Join lines after specific word till another specific word - regex

I have a .txt file of a transcript that looks like this
MICHEAL: blablablabla.
further talk by Michael.
more talk by Michael.
VALERIE: blublublublu.
Valerie talks more.
MICHAEL: blibliblibli.
Michael talks again.
........
All in all this pattern goes on for up to 4000 lines and not just two speakers but with up to seven different speakers, all with unique names written with upper-case letters (as in the example above).
For some text mining I need to rearrange this .txt file in the following way
Join the lines following one speaker - but only the ones that still belong to him - so that the above file looks like this:
MICHAEL: blablablabla. further talk by Michael. more talk by Michael.
VALERIE: blublublublu. Valerie talks more.
MICHAEL: blibliblibli. Michael talks again.
Sort the now properly joined lines in the .txt file alphabetically, so that all lines spoken by a speaker are now together. But, the sort function should not sort the sentences spoken by one speaker (after having sorted each speakers lines together).
I know some basic vim commands, but not enough to figure this out. Especially, the first one. I do not know what kind of pattern I can implement in vim so that it only joins the lines of each speaker.
Any help would be greatly apperciated!

Alright, first the answer:
:g/^\u\+:/,/\n\u\+:\|\%$/join
And now the explanation:
g stands for global and executes the following command on every line that matches
/^\u+:/ is the pattern :g searches for : ^ is start of line, \u is a upper case character, + means one or more matches and : is unsurprisingly :
then comes the tricky bit, we make the executed command a range, from the match so some other pattern match. /\n\u+:\|\%$ is two parts parted by the pipe \| . \n\u+: is a new line followed by the last pattern, i.e. the line before the next speaker. \%$ is the end of the file
join does what it says on the tin
So to put it together: For each speaker, join until the line before the next speaker or the end of the file.
The closest to the sorting I now of is
:sort /\u+:/ r
which will only sort by speaker name and reverse the other line so it isn't really what you are looking for

Well I don't know much about vim, but I was about to match lines corresponding particular speaker and here is the regex for that.
Regex: /([A-Z]+:)([A-Za-z\s\.]+)(?!\1)$/gm
Explanation:
([A-Z]+:) captures the speaker's name which contains only capital letters.
([A-Za-z\s\.]+) captures the dialogue.
(?!\1)$ backreferences to the Speaker's name and compares if the next speaker was same as the last one. If not then it matches till the new speaker is found.
I hope this will help you with matching at least.

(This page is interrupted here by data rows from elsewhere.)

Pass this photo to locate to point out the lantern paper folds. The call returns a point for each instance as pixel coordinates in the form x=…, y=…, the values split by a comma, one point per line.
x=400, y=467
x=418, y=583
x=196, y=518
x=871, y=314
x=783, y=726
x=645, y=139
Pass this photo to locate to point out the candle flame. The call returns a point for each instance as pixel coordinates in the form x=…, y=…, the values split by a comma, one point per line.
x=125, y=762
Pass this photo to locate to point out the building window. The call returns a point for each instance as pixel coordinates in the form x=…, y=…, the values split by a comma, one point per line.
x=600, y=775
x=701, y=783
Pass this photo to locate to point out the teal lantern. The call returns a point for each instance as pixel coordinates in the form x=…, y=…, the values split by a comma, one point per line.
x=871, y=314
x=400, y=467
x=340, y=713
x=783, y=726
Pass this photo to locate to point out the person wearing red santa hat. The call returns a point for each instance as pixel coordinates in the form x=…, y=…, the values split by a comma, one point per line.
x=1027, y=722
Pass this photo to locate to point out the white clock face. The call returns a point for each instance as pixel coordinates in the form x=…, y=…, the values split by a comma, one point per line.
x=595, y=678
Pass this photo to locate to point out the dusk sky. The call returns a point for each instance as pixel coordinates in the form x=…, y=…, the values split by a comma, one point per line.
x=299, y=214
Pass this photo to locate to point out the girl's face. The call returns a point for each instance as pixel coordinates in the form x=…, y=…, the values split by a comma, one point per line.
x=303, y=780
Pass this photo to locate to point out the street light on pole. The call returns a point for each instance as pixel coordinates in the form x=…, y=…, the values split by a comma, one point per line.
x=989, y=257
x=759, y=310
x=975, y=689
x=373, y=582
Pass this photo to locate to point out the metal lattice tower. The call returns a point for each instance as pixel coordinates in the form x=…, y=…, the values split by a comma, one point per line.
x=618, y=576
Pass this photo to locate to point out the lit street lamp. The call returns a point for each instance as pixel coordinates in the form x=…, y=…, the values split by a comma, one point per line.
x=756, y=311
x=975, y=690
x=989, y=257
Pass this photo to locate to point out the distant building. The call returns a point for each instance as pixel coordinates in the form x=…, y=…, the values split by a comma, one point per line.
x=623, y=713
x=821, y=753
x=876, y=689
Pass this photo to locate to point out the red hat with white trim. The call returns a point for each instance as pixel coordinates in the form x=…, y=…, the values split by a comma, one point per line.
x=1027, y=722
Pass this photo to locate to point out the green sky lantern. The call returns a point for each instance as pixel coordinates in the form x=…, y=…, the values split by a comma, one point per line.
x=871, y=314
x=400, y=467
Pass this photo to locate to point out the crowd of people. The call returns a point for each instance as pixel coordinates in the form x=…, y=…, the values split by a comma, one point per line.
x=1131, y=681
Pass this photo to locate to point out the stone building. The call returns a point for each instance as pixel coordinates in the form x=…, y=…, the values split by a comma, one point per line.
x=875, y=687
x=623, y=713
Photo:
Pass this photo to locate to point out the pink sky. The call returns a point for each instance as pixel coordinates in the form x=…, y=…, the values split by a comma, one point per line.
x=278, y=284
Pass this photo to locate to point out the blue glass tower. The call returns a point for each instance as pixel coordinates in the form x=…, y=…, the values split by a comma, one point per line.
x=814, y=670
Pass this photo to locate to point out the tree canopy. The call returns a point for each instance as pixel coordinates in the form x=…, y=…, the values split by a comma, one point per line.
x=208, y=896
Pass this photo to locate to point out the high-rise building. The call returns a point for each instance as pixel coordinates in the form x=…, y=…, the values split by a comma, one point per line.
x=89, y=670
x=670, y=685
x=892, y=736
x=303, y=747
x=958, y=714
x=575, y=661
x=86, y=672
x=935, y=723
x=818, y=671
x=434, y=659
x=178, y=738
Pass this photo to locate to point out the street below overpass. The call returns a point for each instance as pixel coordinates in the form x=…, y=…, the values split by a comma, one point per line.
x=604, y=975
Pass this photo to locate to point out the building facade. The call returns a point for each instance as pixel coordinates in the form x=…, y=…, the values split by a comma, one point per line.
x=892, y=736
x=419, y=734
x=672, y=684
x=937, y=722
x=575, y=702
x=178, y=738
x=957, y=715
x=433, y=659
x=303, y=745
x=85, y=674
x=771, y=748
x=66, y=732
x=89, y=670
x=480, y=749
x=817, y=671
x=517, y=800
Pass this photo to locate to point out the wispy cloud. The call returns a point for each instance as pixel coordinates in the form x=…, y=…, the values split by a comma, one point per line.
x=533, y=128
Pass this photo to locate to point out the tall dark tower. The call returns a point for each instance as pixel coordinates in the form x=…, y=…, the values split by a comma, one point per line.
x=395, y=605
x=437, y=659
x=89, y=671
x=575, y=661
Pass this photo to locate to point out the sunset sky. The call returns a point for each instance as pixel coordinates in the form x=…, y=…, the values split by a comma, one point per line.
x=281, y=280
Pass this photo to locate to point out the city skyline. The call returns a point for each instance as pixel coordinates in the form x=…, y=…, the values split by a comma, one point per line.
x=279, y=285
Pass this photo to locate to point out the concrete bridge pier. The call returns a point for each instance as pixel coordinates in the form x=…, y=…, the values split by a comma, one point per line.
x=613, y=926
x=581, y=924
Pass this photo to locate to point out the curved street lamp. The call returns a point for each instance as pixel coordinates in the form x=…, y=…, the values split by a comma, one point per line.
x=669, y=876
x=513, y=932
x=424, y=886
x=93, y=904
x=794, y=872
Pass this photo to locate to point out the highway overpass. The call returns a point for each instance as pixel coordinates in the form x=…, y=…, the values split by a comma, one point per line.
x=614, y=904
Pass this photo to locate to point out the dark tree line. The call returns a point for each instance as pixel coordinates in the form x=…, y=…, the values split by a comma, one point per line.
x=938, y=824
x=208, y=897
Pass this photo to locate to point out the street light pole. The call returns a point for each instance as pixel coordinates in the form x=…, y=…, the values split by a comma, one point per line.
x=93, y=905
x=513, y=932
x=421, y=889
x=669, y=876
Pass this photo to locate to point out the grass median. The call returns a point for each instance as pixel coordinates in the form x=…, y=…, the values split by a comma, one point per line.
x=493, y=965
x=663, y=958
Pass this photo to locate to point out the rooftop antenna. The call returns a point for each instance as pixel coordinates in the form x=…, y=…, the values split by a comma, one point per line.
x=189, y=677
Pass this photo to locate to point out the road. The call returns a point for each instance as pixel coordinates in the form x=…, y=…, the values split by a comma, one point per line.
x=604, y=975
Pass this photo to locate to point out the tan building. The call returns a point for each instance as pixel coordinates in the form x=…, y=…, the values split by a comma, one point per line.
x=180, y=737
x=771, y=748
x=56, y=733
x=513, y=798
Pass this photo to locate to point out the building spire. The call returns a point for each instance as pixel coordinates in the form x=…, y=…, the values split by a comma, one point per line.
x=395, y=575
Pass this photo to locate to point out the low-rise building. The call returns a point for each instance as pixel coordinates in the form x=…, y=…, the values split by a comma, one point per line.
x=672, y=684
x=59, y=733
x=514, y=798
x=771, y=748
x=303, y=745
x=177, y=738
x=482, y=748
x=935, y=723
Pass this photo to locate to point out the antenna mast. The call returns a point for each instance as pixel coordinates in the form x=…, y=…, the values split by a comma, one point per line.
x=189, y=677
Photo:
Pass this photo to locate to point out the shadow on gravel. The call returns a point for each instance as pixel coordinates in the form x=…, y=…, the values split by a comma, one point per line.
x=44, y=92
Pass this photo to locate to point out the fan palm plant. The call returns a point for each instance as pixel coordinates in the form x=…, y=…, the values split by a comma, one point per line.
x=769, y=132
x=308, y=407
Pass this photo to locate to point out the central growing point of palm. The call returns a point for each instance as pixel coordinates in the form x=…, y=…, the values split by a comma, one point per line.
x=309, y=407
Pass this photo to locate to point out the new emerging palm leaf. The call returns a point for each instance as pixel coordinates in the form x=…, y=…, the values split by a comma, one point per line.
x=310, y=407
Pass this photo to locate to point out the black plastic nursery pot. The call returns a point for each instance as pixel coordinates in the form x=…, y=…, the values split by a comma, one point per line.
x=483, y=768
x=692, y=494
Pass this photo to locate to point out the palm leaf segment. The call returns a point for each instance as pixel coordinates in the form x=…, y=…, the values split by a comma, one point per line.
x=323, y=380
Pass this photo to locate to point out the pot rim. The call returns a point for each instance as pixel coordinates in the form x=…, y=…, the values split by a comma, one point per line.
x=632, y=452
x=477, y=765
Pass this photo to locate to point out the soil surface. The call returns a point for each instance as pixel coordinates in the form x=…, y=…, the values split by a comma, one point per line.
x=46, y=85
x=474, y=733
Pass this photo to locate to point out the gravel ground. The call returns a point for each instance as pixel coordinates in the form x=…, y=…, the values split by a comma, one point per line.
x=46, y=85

In vim you might take a two step approach, first replace all newlines.
:%s/\n\+/ /g
Then insert a new line before the terms UPPERCASE: except the first one:
:%s/ \([[:upper:]]\+:\)/\r\1/g
For the sorting you can leverage the UNIX sort program:
:%sort!
You can combine them using a pipe symbol:
:%s/\n\+/ /g | %s/ \([[:upper:]]\+:\)/\r\1/g | %!sort
and map them to a key in your vimrc file:
:nnoremap <F5> :%s/\n\+/ /g \| %s/ \([[:upper:]]\+:\)/\r\1/g \| %sort! <CR>
If you press F5 in normal mode, the transformation happens. Note that the | needs to get escaped in the nnoremap command.

Here is a script solution to your problem.
It's not well tested, so I added some comments so you can fix it easily.
To make it run, just:
fill the g:speakers var in the top of the script with the uppercase names you need;
source the script (ex: :sav /tmp/script.vim|so %);
run :call JoinAllSpeakLines() to join the lines by speakers;
run :call SortSpeakLines() to sort
You may adapt the different patterns to better fit your needs, for example adding some space tolerance (\u\{2,}\s*\ze:).
Here is the code:
" Fill the following array with all the speakers names:
let g:speakers = [ 'MICHAEL', 'VALERIE', 'MATHIEU' ]
call sort(g:speakers)
function! JoinAllSpeakLines()
" In the whole file, join all the lines between two uppercase speaker names
" followed by ':', first inclusive:
silent g/\u\{2,}:/call JoinSpeakLines__()
endf
function! SortSpeakLines()
" Sort the whole file by speaker, keeping the order for
" each speaker.
" Must be called after JoinAllSpeakLines().
" Create a new dict, with one key for each speaker:
let speakerlines = {}
for speaker in g:speakers
let speakerlines[speaker] = []
endfor
" For each line in the file:
for line in getline(1,'$')
let speaker = GetSpeaker__(line)
if speaker == ''
continue
endif
" Add the line to the right speaker:
call add(speakerlines[speaker], line)
endfor
" Delete everything in the current buffer:
normal gg"_dG
" Add the sorted lines, speaker by speaker:
for speaker in g:speakers
call append(line('$'), speakerlines[speaker])
endfor
" Delete the first (empty) line in the buffer:
normal gg"_dd
endf
function! GetOtherSpeakerPattern__(speaker)
" Returns a pattern which matches all speaker names, except the
" one given as a parameter.
" Create an new list with a:speaker removed:
let others = copy(g:speakers)
let idx = index(others, a:speaker)
if idx != -1
call remove(others, idx)
endif
" Create and return the pattern list, which looks like
" this : "\v<MICHAEL>|<VALERIE>..."
call map(others, 'printf("<%s>:",v:val)')
return '\v' . join(others, '|')
endf
function! GetSpeaker__(line)
" Returns the uppercase name followed by a ':' in a line
return matchstr(a:line, '\u\{2,}\ze:')
endf
function! JoinSpeakLines__()
" When cursor is on a line with an uppercase name, join all the
" following lines until another uppercase name.
let speaker = GetSpeaker__(getline('.'))
if speaker == ''
return
endif
normal V
" Search for other names after the cursor line:
let srch = search(GetOtherSpeakerPattern__(speaker), 'W')
echo srch
if srch == 0
" For the last one only:
normal GJ
else
normal kJ
endif
endf

Related

RegEx to format Wikipedia's infoboxes code [SOLVED]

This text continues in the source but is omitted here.